Further, altered rainfall patterns resulting from climate change contribute to increased mosquito breeding sites. Areas experiencing increased rainfall may witness the creation of stagnant water bodies, which serve as breeding grounds for mosquitoes. Conversely, areas affected by prolonged droughts may see a decline in mosquito populations. However, when rain falls after a drought, the sudden availability of water can trigger a rapid increase in mosquito populations, leading to malaria outbreaks. These unpredictable shifts in rainfall patterns disrupt traditional malaria control measures, necessitating adaptive strategies to mitigate the disease’s impact.

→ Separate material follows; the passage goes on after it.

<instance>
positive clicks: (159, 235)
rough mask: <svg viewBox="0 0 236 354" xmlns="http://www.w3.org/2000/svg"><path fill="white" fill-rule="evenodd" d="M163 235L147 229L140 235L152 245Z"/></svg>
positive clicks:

Dr James Chirombo, Biostatistician at the Malawi Liverpool Wellcome Programme, argued that it is important for countries to understand local climate patterns and variations, as well as the aftermath of extreme weather events and incorporate climate data in malaria control and elimination efforts. Other adaptation strategies, such as early warning systems and climate-resilient infrastructure, must be prioritised alongside global efforts to address climate change.

Strengthening health systems, a key priority

Effective malaria interventions are dependent on strong health systems. The burden of malaria weighs heavily on Africa’s fragile healthcare systems. Limited access to quality healthcare services, inadequate infrastructure, and insufficient human resources derail timely malaria diagnosis, treatment, and surveillance efforts.

As Dr Chris Barasa, Chief of Party at Amref Health in Kenya, noted, African countries must streamline public health functions, especially primary healthcare, to build resilience in efforts to improve, promote, protect and restore the health of all people. Resilience, in this context, refers to the capacity of actors, health institutions, and populations to prepare for, respond to, and recover from crises while maintaining core functions. It involves proactive measures, crisis management, and post-crisis learning to enhance future preparedness. Given the uncertainty of future health threats, resilience becomes a crucial aspect of healthcare planning.

Some measures that countries can put in place include: identifying potential threats and developing strategic health information systems; diversifying primary healthcare services to manage a broad range of health challenges; instituting effective data collection and use to support evidence-based decision-making; and facilitating collaboration and coordination between various healthcare entities to allow for a more comprehensive and effective response to health threats.

Conclusion and key takeaways

The threats faced, from drug resistance and insecticide resistance to climate change and fragile healthcare systems, highlight the complex web of challenges to be addressed if we are to end malaria in Africa.

As we celebrate the achievements of the past, we must also harness this momentum to drive forward and intensify our commitment to research, innovation, and collaboration. Further, we must focus on strengthening healthcare systems to fully overcome the challenges and pave the way for ending malaria.